Anyone who has worked on a software project with a team of people
knows how difficult the coordination of efforts can be. Students of
Fred Brooks' The Mythical Man Month, or people who understand
it implicitly by virtue of their experiences in the work place, are
well aware of this. Intelligence, quite simply, does not scale. The
number of communication channels for a team grows with the square of
the number of participants, and presumably the efficiency of such a
team shrinks with a corresponding inverse relationship. To keep
things from grinding to a halt, good tools must be at one's behest.
Among these tools, a good source code management tool must reside on a
developer's belt. There are many options from which to choose, some
better than others. In the open source and Unix community, CVS has
long been a favorite. There also exist myriad commercial
alternatives, such as ClearCase, Razor and Perforce. More recently,
the open source community has added Subversion to its arsenal, a tool
superior to CVS and one that has breathed new life into the
non-commercial offerings.
CVS has long been maligned by proponents of commercial alternatives,
but Subversion largely undermines any claims that proponents of such
tools can make. For a full list of the improvements that Subversion
makes over CVS, see the documentation, but the main ones follow...
For one thing, Subversion provides atomic commits. This is huge.
When you commit code from your sandbox back to the repository, there
exists a race condition with CVS that may cause you to fumble. When
doing a commit, even a batch commit, you are actually just committing
one file at a time. Furthermore, the commit operation may fail should
it be the case that a newer version of the file has been committed
since you last updated. If you try to commit a batch of files in CVS,
it may be the case that one or more of the file commits may fail,
leaving the repository in a broken state. This is bad, very bad.
Subversion, on the other hand, operates not on a per-file basis for
commits, but rather on the basis of change sets. You can commit a
group of files together, and either they all commit or none of them
commit. This does wonders to forfend breaking the build.
On a related note, revision numbers in Subversion are not done on a
file by file basis.

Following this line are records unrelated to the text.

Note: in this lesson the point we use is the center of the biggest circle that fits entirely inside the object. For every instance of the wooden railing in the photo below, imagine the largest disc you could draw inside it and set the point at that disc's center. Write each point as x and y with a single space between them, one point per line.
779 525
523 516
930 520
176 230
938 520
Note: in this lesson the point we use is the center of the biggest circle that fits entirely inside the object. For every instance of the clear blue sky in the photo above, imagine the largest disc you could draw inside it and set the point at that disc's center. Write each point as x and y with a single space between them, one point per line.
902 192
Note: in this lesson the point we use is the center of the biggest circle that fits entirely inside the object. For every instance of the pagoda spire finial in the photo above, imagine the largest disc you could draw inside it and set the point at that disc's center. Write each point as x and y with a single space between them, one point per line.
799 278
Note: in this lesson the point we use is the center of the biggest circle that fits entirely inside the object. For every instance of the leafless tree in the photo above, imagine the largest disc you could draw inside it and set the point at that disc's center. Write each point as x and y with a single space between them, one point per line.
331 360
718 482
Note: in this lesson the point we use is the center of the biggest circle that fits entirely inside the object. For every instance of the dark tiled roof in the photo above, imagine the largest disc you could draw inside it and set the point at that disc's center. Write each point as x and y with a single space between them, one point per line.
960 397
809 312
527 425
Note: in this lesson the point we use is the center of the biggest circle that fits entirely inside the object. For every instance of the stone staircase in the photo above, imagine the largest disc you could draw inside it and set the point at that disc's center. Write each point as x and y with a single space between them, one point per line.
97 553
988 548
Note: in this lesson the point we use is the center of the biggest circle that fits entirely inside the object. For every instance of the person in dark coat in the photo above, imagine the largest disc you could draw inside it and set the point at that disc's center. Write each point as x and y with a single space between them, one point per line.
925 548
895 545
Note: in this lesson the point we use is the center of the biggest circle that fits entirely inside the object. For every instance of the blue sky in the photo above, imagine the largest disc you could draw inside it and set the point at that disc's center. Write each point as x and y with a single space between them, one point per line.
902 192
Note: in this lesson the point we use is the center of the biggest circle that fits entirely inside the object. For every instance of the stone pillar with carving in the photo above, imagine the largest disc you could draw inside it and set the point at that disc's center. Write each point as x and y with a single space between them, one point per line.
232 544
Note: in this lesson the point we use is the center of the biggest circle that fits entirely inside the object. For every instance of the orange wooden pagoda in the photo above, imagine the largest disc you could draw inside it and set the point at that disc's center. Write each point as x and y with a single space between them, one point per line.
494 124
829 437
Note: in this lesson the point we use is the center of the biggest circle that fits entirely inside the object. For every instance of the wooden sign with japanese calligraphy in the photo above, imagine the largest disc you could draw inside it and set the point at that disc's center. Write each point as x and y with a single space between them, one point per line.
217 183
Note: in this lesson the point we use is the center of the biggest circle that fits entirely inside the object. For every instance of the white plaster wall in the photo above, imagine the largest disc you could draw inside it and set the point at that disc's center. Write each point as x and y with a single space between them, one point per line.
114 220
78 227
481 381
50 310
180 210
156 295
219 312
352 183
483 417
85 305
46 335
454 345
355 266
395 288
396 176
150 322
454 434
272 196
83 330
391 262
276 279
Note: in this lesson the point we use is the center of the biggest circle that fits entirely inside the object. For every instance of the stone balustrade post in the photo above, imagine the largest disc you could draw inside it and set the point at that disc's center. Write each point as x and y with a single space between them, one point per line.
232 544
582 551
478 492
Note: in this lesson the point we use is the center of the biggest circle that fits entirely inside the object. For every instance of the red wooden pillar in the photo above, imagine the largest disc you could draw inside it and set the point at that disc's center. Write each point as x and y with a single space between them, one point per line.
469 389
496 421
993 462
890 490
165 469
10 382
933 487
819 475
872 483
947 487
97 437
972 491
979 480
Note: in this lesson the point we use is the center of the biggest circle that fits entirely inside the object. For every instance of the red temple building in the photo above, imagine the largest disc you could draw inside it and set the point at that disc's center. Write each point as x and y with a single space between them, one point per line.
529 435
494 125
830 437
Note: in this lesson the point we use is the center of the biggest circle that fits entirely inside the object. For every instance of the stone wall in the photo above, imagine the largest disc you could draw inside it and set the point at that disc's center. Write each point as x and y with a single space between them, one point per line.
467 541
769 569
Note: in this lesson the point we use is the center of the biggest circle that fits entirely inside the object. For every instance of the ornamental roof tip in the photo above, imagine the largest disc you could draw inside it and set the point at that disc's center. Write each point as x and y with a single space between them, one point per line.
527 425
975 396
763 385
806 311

Rather, the whole repository has a revision
number that increments with the commission of each change set. This
has the advantage of lumping changes together into logical units. For
a given revision number you don't really care that file Foo changed.
What you want to know know is what feature was implemented for a given
revision, and what modifications were made in the course of doing so.
Subversion makes this a reality. From revision 442 to 443, you can
see the list of files that changed, and the corresponding comment
"fixed bug #256". To do this in CVS you will have to resort to ad-hoc
measures, perhaps writing tools of your own.
Another big win with Subversion is that file renaming is a first class
operation and directories are first class objects. In CVS, moving a
file was a horribly clumsy operation. You had to copy the file to its
new location, issue a delete command for the old location, and issue
an add command for the new location. In the process of doing so you
would lose the history of the file. If you did not wish to lose the
file's history, you were literally forced to go into the repository
and hand move the corresponding file at your own risk. That sucked,
and with Subversion is entirely obviated. Now you just issue a "svn
mv" command and life is good. Given how central this operation is to refactoring code, I wonder how I ever lived without it as a CVS user.
Another big gripe about CVS is the tedium of branching with it. In
Subversion, branching is trivially easy. Whereas in CVS the general
opinion seems to be that branching is akin to being bitten by rabid
coyotes, in Subversion it basically consists of a directory copy operation. You
issue a "svn copy" command, which is actually a light weight
copy-on-write method, creating a new node in a directory tree that
comprises the branch. An "svn merge" command specifying that branch
will merge things to wherever you desire with minimal hassle.
All in all, Subversion is a fantastic tool, and one that I believe to
represent the future of version control. However, this doesn't stop
the snooty and recalcitrant proponents of commercial tools from
claiming that Subversion is an inferior tool, and that everyone would
be better off if only they would adopt a "real" tool. This claim, as
far as I am concerned, is nonsense.
In dealing with said Philistines, it would seem that the most common
complaint centers on Subversion's lack of deference to strict file
locking. This is unfortunate, as said mechanism is in fact a crutch
for a crippled process. If coordination of developers in your group
depends on knowing who is editing what file, then, quite frankly, you
are doing something very wrong.
In developing software, the fundamental unit of work is a feature, or
perhaps a bug fix. The fact that you are operating on a directory
tree of files is accidental. It is an artifact, something that is not
an intrinsic facet of software development. Along these lines I would
argue that file locking operations represent a faux feature. They
provide a false sense of security that lulls developers into a state
of complacency, a state of mind that assumes that everything is A-OK
just as long as people aren't working on the same files.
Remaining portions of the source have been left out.